7 Comments on “How to Handle Health Care”

  1. 1 rafigagum said at 9:06 pm on June 20th, 2009:

    no way, if obama doesn't provide a public option, he is toast in my book and my demographic [over 50]. europe is fine with prozac and benadryl, they don't need zoloft and claritin, and so will we, our genes aren't that diverse, how we finance health care should not be the route to reviving the economy by continuing to keep pharma profitable. health care is about health not profit

  2. 2 jsk said at 9:55 am on June 23rd, 2009:

    A universal mandate might lower individual premiums, but by increasing the ranks of the insured it would be at most a push in terms of GDP wide cost savings. That fixes the problem of access, but not that of cost.

    I don't know if you've read Atul Gawande's recent New Yorker piece about the causes of healthcare expense, but it argues fairly convincingly that our medicine is costly for deeply rooted, systemic reasons, and that no change in insurer would remedy this. He suggets, and I agree, that until you find a way to incentivize good behavior on the part of doctors, Americans will continue to pay far too much for healthcare.

  3. 3 Preppy McPrepperson said at 11:57 am on June 23rd, 2009:

    Yes, I did read the Gawande essay, which is stunning. And I agree, most of the problems will be resolved outside the insurance price question.
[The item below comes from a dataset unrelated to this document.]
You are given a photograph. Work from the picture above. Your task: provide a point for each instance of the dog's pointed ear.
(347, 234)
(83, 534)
    We're trying to tackle insurance because we are concerned with access, and I am concerned only with the ADDITIONAL MARGINAL COST of expanding that access. In other words, getting more access will not make healthcare cheaper, but some means of getting access will be more cost-efficient at achieving their access goals than others. I'd prefer to go for those, to do so in a way that leaves room for drug innovation.

    In terms of reducing the broader inefficiencies of our healthcare system, Gawande is right that the responsibility will lie in the medical profession.
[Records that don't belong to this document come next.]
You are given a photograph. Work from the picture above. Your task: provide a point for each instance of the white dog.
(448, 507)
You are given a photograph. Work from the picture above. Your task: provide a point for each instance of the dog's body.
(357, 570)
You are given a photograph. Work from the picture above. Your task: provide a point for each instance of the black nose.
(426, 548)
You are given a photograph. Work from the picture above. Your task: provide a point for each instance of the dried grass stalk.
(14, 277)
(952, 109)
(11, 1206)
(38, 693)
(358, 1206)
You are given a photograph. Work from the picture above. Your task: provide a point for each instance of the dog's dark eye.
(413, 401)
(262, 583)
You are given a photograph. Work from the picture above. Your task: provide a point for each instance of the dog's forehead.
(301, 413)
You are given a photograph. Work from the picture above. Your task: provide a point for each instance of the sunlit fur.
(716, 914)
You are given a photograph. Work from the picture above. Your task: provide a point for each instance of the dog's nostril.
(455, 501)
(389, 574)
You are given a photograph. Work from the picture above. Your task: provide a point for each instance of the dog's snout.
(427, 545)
  4. 4 johnkoppisch said at 3:32 pm on July 2nd, 2009:

    Very nicely explained. I wasn't aware that HMOs have lobbied against buying insurance across state lines. Would like to hear more on their reasoning. In some states, legislators have forced insurers to cover so many things that the premiums are too high to sell many policies. But I can see that in more reasonable states, insurers would work to protect their market from out-of-state competition.